ここには「アカチャン本舗」があり家族ずれでごったがえしていましたが、その上にある「100円ショップダイソー」が圧巻です。

ダイソーのショップとしては最大規模だそうで、100円ショップもここまで来たかと感慨すら持ってしまいます。

以前も無印良品の本来のありようは今ダイソーにあると書きましたが、これだけラインナップがそろい200円300円という商品まで出て来ると「あとはデザイン」だけではないか思わせるものがありました。

追伸

昨日「あとはデザイン」て書いたら、今日ほんとうに「100円プラスデザイン」なお店を見つけてしまいました。

名前は「NATURAL KITCHEN」www.natural-kitchen.jp

ついに来ましたね。お店の場所も「吉祥寺」「渋谷マークシティー」「「青葉台」など感度の高い女性が集まる場所においているし、ますます100円から目を離せません。





2005.3.12

ライブドアとニッポン放送の件は「まっただなか」の事なのであんまりこういうところで書くのもなんだと思っていたのですが、こういうだれでも見ている事をプロダクトデザイナーの私がどう見ているかを知りたい人もいるかと「架空のリクエスト」を感じてちょっと触れてみたいと思います。

今回の件で一番損をしたのはニッポン放送の亀渕さんだなあと思うわけです。

順調に上を見て「だけ」歩いて来たのにここに来て、彼が言うところの「わかもの」に足をすくわれようとしている。

以前から「大人」という言葉が嫌いと言う事を何度も書いていましたが、亀渕さん言語の「若者」という言葉も、とても「嫌い」というか「嫌悪」を感じます。

ライブドアの社長は「わかもの」ではない。年齢が下かもしれないが若いとはちっとも思わない。幼いかもしれないけれど若くは無い。

人はそれぞれ成長の度合いがちがう。小説家詩人を見れば判るけれど普通の人が一生かかる、かかってもなしえない事を20でできる人がいる。

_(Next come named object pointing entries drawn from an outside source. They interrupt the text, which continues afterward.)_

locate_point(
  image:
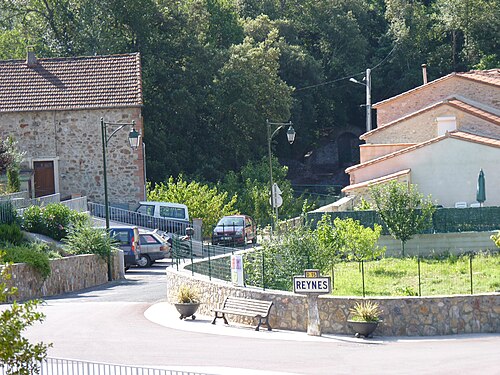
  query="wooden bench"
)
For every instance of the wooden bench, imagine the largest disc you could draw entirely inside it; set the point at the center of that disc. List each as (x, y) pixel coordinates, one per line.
(246, 307)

何人かの天才的な人を知っているけれど年齢ではその「思想」の深さははかりえない。

おなじ「経営のトップ」でしかない。

というわけで「年齢」を持ち出した時点で亀渕さんは踏んではいけないものをふんだ。

なんか「別れ話」のときの彼の言動が目に浮かぶなあ。

ちっともプロダクトデザイナーの目じゃ無い?そうデザイナーの前に男なんです。







2005.3.11

デザインというのは「教育」と「言葉」だなあと痛感するわけです。

今日一日でいろんな人とお話していてそのふたつの重要性を改めて実感したわけです。

ここでいう「教育」というのは、躾とか「日本国」というなにか恐ろしい意味では無くて、デザインとは「なにをだれのためにしている」のかをわかりやすくかつポイントを明確に伝える事であり、会社だったら会社の歴史を伝える事だし、家に変えれば「とうちゃんは今なにをどういう意図でやっているのか」を話して理解されサポートされ、子供にも尊敬される事が「教育」です。

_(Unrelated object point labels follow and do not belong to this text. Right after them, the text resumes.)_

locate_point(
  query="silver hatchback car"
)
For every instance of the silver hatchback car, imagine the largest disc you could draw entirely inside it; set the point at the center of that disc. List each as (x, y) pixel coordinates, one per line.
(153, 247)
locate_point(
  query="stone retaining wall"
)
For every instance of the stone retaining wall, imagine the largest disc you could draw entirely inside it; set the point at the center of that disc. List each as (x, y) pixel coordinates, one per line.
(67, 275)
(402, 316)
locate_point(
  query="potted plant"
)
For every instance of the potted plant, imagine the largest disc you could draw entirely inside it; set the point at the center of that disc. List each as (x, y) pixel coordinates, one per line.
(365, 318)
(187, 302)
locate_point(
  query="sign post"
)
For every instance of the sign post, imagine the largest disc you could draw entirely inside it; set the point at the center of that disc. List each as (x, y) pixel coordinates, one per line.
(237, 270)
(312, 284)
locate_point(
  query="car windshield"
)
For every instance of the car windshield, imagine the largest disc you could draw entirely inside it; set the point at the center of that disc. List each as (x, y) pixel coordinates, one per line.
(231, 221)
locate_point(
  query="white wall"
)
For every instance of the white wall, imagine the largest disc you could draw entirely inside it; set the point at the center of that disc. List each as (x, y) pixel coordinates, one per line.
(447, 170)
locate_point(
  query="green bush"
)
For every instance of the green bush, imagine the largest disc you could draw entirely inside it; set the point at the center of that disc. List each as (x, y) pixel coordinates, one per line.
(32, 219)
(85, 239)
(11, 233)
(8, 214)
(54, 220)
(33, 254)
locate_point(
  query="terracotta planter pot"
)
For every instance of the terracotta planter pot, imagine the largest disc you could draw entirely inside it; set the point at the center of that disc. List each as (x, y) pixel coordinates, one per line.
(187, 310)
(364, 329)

「言葉」は、そういった思いを「誤解をうまず」かつ相手の気持ちを引き出し「ともに生きている」事を確認する重要なてだてです。

わたしはそれらの意味において重要かつはじめてなしたのは、深澤直人という人だったと思っています。

今年になって彼を冷静に「俯瞰」できるようになって、やっとそういう言葉を書けるようになりました。

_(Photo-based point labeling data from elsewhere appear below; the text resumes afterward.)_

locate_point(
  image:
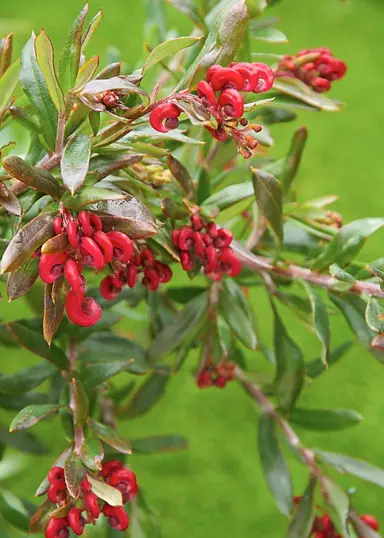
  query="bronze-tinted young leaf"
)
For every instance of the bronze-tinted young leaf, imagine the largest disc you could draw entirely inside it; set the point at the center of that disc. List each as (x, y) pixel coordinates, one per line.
(35, 343)
(129, 216)
(293, 159)
(159, 443)
(45, 57)
(70, 56)
(346, 245)
(26, 241)
(21, 281)
(301, 524)
(320, 320)
(274, 464)
(110, 495)
(110, 437)
(290, 370)
(148, 395)
(184, 328)
(168, 48)
(38, 179)
(36, 89)
(75, 162)
(325, 419)
(74, 472)
(269, 198)
(9, 201)
(31, 415)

同時にわたしも彼から「恩恵」をもらったと思っています。わたしと彼とはデザインする事においてはそう変わり無いところが発想の根に有ると思っていて、最終的な見掛けが違いますが、わたしがデザインしたものと彼がデザインしたものの違いをいいあてられるユーザーは実はすごく少ないのでは無いかと思います。

それぐらいデザインというものが、一般大衆には「大衆的」ではないと感じていますしそう「感じられるように」客観的に見れるようになれたのがこの一年のわたしの「進歩」ではなかったと思います。

とにかく「デザイナー」というのは決定的にみんなは知らないし興味が無いというのが今のわたしの認識です。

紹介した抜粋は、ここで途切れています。